On Friday, he began learning the art of the 2nd generation Gooney Face
The Sprout is trying so hard to crawl. He can get himself on all fours from a sitting position but he tends to leave his left leg in a half lotus position. Then he reaches out real far and inevitably does a face plant. He also turns himself 180 degrees from a sitting position, again with the left leg in lotus, but tends to fall forward on his tummy. Then he gets frustrated and throw a fit.
He has almost mastered the butt scoot and can move pretty fast. We have started to move items to higher ground (and as I said that he got into the cat food).
The Sprout has a toy (activity centre) that speaks Dutch. I have no idea what it is saying. He got it from his Great Nan. I am sure she didn't know it was Dutch.

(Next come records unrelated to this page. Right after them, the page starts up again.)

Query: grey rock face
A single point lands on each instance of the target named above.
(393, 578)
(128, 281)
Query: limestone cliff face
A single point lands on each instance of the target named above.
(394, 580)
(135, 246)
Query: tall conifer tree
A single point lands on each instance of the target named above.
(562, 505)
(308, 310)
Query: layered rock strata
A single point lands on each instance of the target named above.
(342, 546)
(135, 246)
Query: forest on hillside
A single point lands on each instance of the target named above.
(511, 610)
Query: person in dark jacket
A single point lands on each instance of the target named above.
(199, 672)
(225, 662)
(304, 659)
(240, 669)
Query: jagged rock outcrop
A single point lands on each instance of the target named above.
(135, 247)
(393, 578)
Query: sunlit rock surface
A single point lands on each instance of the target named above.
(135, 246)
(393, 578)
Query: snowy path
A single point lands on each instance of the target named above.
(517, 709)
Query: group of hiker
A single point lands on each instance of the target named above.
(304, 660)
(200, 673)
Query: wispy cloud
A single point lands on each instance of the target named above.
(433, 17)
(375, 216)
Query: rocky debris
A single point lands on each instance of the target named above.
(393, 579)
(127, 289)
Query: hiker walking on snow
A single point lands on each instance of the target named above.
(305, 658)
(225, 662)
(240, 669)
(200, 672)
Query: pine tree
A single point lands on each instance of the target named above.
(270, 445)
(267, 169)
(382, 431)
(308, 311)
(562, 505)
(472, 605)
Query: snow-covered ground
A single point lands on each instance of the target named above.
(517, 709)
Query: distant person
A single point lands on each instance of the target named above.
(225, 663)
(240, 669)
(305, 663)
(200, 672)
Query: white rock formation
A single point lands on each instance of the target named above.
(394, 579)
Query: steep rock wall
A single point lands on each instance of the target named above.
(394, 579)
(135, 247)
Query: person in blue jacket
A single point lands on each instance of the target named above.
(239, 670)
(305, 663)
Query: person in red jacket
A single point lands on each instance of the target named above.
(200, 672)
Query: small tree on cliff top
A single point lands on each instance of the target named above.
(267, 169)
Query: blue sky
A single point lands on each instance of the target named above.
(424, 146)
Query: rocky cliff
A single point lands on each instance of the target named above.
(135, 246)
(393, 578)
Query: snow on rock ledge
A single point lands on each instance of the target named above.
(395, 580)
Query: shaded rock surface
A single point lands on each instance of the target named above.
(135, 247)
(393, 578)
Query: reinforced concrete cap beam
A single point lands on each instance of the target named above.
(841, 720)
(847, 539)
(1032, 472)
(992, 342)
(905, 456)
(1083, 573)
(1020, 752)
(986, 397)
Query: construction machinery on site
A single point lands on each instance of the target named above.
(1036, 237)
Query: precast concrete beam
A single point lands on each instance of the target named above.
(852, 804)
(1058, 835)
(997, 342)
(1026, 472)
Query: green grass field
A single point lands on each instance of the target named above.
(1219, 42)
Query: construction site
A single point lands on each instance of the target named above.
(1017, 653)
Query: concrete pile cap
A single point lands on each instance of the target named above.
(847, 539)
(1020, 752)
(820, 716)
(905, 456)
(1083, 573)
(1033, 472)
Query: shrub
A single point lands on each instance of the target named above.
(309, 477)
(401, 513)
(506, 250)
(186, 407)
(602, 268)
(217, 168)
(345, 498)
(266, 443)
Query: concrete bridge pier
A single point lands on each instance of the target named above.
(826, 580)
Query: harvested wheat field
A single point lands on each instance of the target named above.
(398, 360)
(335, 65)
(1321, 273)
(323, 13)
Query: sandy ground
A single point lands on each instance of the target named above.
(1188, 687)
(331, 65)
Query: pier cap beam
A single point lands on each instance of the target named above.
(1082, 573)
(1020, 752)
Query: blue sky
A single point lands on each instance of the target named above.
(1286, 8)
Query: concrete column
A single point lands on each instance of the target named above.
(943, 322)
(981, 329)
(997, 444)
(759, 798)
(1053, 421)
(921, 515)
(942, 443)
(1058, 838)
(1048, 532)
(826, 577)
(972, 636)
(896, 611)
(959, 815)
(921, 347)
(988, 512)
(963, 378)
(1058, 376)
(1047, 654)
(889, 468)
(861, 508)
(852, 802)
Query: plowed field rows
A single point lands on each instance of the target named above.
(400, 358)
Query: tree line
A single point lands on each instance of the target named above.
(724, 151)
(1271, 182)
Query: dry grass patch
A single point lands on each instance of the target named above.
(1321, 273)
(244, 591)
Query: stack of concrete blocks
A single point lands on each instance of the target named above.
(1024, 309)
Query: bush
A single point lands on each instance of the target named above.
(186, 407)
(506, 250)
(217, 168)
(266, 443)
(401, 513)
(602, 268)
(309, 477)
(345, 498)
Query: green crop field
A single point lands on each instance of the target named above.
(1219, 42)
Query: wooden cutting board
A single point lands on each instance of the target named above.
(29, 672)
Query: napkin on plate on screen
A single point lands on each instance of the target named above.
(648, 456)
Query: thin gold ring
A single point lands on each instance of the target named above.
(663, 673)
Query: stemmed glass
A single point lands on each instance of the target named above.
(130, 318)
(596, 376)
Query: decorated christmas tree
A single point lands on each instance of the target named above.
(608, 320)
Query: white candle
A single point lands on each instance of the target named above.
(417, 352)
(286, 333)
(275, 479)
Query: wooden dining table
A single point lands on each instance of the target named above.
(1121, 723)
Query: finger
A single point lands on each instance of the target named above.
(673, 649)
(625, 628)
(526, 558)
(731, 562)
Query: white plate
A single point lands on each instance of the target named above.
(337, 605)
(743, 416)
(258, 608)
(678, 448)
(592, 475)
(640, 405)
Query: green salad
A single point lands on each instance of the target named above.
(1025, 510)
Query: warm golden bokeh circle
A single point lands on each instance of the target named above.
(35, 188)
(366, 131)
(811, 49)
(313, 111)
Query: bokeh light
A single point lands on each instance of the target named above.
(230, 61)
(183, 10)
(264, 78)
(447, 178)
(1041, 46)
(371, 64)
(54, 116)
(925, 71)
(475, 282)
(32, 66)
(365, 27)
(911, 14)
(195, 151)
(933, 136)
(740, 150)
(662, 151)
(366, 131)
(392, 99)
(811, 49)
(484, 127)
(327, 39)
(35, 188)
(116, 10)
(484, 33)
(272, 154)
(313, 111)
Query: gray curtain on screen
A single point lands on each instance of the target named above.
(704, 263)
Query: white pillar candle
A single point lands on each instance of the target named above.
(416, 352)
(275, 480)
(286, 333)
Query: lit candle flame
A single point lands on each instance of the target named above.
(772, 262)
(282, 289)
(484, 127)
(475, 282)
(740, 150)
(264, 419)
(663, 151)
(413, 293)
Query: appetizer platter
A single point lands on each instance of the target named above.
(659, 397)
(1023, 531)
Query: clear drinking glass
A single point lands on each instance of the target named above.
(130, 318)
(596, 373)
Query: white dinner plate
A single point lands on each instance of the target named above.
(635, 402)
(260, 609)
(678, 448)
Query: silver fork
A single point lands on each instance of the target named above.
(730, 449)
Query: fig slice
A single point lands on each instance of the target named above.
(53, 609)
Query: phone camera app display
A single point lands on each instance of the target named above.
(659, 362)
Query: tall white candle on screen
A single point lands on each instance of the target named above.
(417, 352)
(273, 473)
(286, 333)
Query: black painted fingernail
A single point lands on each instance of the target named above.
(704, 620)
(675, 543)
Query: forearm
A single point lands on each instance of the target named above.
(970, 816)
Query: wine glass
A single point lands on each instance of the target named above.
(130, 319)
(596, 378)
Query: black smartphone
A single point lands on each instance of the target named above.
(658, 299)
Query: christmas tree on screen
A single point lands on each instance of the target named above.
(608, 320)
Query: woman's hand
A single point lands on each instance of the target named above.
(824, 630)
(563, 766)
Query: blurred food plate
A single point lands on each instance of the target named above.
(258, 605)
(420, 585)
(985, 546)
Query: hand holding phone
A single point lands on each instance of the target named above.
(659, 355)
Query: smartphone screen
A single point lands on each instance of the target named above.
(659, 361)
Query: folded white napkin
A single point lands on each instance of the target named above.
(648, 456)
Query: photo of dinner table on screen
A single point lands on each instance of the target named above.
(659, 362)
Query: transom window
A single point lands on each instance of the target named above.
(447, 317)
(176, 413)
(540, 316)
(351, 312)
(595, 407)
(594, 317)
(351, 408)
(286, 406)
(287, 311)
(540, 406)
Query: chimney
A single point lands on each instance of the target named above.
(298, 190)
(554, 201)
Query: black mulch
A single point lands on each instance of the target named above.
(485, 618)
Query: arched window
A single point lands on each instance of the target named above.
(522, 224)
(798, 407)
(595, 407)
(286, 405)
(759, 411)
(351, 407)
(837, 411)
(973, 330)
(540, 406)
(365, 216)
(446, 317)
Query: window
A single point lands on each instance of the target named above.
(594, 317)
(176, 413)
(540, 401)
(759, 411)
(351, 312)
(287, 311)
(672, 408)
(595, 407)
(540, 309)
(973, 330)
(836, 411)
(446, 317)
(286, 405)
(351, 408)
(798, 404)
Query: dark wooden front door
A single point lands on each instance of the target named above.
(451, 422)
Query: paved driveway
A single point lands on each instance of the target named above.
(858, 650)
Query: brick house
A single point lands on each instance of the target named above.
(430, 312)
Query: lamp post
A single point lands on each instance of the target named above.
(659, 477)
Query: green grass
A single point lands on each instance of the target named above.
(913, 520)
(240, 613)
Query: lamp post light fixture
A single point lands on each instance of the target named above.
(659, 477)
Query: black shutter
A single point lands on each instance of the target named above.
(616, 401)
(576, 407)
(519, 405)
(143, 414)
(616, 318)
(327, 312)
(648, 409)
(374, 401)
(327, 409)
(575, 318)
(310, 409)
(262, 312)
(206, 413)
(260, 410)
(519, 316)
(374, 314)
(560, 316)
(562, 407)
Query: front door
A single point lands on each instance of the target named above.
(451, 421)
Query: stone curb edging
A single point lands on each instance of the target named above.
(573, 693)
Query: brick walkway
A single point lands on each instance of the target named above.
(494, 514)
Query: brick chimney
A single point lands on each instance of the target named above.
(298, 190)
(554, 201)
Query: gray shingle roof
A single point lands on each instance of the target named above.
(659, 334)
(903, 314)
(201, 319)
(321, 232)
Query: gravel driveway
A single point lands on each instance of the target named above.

On Thursday I started putting him down for a nap around 11 am. It has worked so far. I can get 1-2 hours out of it because I put him upstairs.
"I am bored of you taking pictures of me".
"No really, stop it".
The contracts for the house have been signed, we just have to agree on a completion date. We are hoping for August 8th.
I signed up for driving lessons. They start on the 3rd, the first day the Sprout starts nursery.
I am having the February doldrums in July, which isn't very common. It probably has to do with the 2 weeks of Summer we had and now it is Fall. It also probably has to do with the fact that we never do anything.
- I am tired of this house, we are way too big for it.
- I am tired of not being able to take jobs I want.
- I am tired of it being grey outside.
- I am tired of doing daily blogs that no one comments on, because let's face it, they are boring.
- I am tired of never being able to go on vacation because we have no money.
- I am tired of watching my husband do nothing but be on the computer on the weekends.
- I am tired of taking care of a baby.
- I am tired of my back hurting.
- I am tired of being tired.
This is starting to sound like "all work and no play makes Jack a dull boy".
I have been in this rut before, and I am sure it will get better when we move. It will be something to do.
I look at plane tickets to the States, but Summer time is sooooo expensive (I don't know why I don't look for tickets to Europe...looking for fimiliarity I guess). It's not too expensive after Labour Day, I could go to D's party...but I might be back at work...but then again, hopefully my mom will be better from her surgery and will be able to visit us.
3 comments:
I love the photos! What a cutie he is - and such an expressive face! I also get to the point occasionally where I'm just tired of everything. Usually, most of all I'm literally tired - and I don't even have a baby! Hang in there. I hope the move will help. Maybe you could figure out some way to treat yourself to something fun or out of the ordinary (not necessarily a thing or something that costs a lot, of course) - you deserve it! :)
I realized that grandmommy died 4 years ago July 14th and once I realized that, I felt better...not so "ho hum".
I wish I was into manicures or spa things, that seems to be an easy solution for most women. I would rather go hiking. If it is not pouring this Saturday, I will make Richard come with me to walk along the canal that runs through town.
It's amazing how much you can be effected by those thoughts of the subconscious and once you bring them to the light of day, it's better. Four years - it seems like yesterday and forever ago at the same time. I was thinking of her a lot over the weekend. We were at my in-laws in Friday Harbor and my MIL was saying how important it is to her that her family come visit their home. I realized how much the places my grandparents lived were so much a part of them and my relationship with them. They also have tons of birds at their house - she would have loved it! Your kids will be lucky like we were in that they will have such great places to be with their grandparents!
Hiking sounds great! Hope it's sunny for you! Take care, Jess!